Mr. Morris: Well I think part of that would depend on why they’re not covered by secondary service connection. Obviously, if they’re not related then I think then that would remove us from everything. If it was because it simply didn’t rise to the level of the disability, I mean, I think that also or that it wasn’t actually any form of, you know, of disabling effect, we’ll call it, and I don’t know that it would be relevant either and, your honor, again like this extraschedular, we get here, I mean, really when nothing else works and to note or to emphasize even– we don’t compensate for symptoms, I mean that’s not the way the disability system works. We don’t simply just take every symptom and take each symptom individually. We’re compensating for the overall impairment in function and how that on average translates to impairment in earning capacity and as much as we’re not taking into account like individual’s circumstances like what must this veteran do because of XYZ of his disability, again, certain symptoms, they’re just– they’re assumed, they’re a part of the disability, you know, a disability picture itself which again is what the diagnostic code– the diagnostic criteria whether corresponding or analogous and, again, that’s something that I think is often overlooked is that this court has recognize that between corresponding analogous diagnostic codes, the rating schedule is typically going to be accurate that, again, we are on exceptional circumstances so I do think that, yes, if there is a sign or symptom. There would still need to be evidence that sign or symptom is a part of the underlying disability. It’s not simply by process of elimination that– well it’s not secondary but you will need the evidence and the only way that you actually eliminate the second possibility which is entirely unrelated would be with positive evidence relating it to the original underlying condition.
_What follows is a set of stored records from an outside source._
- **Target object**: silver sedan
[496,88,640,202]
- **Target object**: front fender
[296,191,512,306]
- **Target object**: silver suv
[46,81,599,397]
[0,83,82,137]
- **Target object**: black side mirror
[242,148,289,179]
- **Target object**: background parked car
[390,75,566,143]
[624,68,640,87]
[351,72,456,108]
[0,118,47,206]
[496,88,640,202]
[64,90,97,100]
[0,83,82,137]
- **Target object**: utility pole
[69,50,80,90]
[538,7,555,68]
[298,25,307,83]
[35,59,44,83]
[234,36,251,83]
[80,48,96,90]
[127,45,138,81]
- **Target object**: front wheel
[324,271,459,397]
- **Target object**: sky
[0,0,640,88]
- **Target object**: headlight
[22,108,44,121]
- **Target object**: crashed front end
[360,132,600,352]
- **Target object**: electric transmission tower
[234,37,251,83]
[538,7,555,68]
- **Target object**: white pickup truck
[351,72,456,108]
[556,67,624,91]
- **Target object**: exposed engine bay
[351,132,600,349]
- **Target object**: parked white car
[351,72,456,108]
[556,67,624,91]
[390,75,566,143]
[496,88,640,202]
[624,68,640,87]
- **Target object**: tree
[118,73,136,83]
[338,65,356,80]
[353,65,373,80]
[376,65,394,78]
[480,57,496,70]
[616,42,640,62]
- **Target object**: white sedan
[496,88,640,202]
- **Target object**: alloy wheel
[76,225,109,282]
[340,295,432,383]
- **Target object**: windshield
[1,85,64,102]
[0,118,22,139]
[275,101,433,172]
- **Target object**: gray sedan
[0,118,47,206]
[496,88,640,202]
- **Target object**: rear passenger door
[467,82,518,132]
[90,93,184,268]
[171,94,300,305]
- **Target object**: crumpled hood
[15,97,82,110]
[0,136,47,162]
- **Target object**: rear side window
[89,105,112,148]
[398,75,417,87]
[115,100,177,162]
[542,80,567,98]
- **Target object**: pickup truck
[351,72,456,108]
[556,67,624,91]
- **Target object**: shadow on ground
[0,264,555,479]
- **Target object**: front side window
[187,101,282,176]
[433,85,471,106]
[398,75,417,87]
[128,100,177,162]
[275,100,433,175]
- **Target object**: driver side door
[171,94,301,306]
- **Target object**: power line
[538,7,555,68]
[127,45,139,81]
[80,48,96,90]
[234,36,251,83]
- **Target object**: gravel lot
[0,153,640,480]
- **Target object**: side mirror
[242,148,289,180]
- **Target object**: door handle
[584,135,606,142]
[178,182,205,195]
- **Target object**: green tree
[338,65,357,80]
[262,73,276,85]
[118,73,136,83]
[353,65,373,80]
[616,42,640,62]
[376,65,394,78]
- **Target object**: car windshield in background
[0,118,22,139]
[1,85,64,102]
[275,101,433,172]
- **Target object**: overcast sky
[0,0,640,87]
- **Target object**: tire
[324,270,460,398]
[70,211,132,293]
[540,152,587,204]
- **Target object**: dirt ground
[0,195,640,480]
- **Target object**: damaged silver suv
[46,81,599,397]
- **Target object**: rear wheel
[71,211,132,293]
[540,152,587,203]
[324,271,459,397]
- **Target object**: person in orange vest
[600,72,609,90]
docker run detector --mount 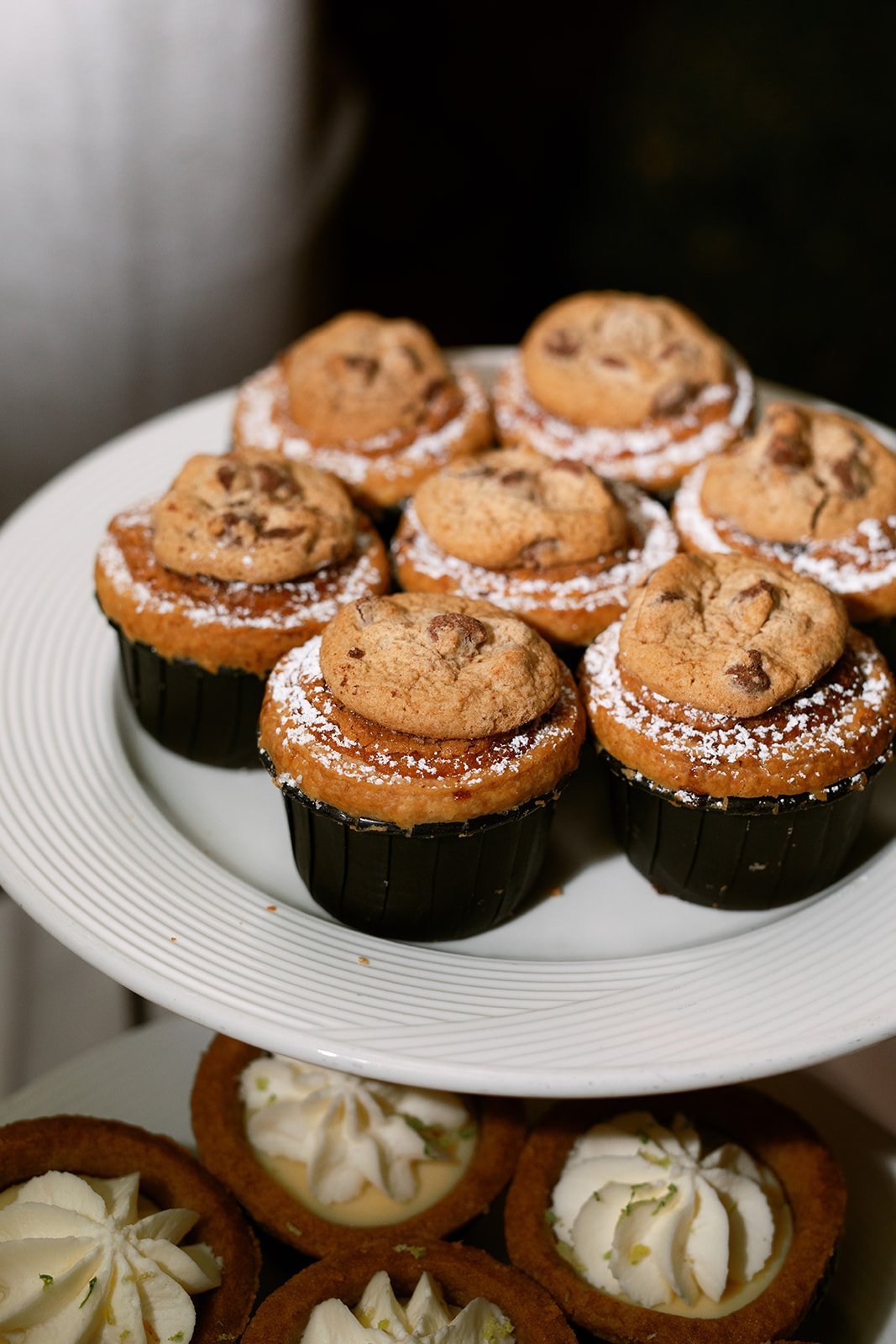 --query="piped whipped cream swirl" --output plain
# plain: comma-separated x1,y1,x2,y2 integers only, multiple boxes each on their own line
551,1111,783,1312
240,1055,470,1205
0,1172,220,1344
301,1270,515,1344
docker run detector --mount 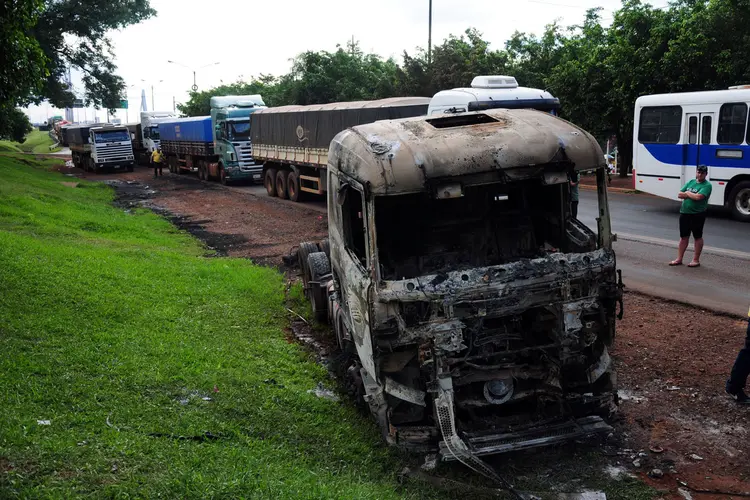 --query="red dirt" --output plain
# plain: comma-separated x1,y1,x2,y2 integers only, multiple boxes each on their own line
67,163,750,500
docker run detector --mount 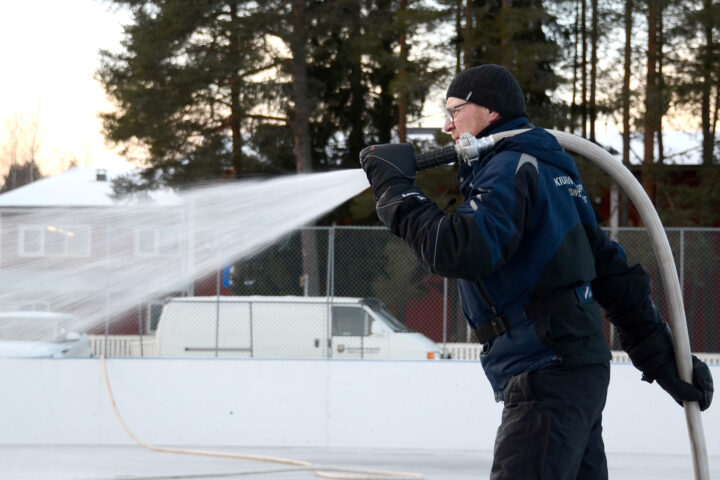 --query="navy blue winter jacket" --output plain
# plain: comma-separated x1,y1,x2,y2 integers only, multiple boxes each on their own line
377,117,661,399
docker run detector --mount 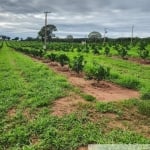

Judge Bartley: Yup, so let’s say you went through those steps, I think of a– whenever I think of a– and some judges here are sick of hearing me talk about this case but Artisan, it was a– it was an early extraschedular case where the veteran had tinea pedis or athlete’s foot and it was not only like blisters or whatever and sweaty feet, so it was like smelling so that people– every few hours he had to change his socks and smells would emanate from his cubicle so people didn’t want to work with him. Okay, so, let’s say you actually have a legitimate case like that where you’ve tried to get secondary, you know, secondary doesn’t work out, this cluster symptoms is not– it would be hard to fit in to another corresponding or analogous DC and it’s also related to the condition. There’s no question about any of that, what should VA do? How does 3.321 work as to that?
Mr Morris: Well then next steps though is still to determine whether– again, assuming all these facts that this is actually unusual or exceptional for this underlying foot condition to have all these symptoms, associated with it. Then next step is to look to see whether its still– it’s so unusual that it renders the schedule standards, the regular standards impractical and I note that —
Judge Bartley: And so, Thun says that to do that you compare it to the DC, what would you suggest, in the alternative if that’s what you suggest–? If you’re suggesting alternative?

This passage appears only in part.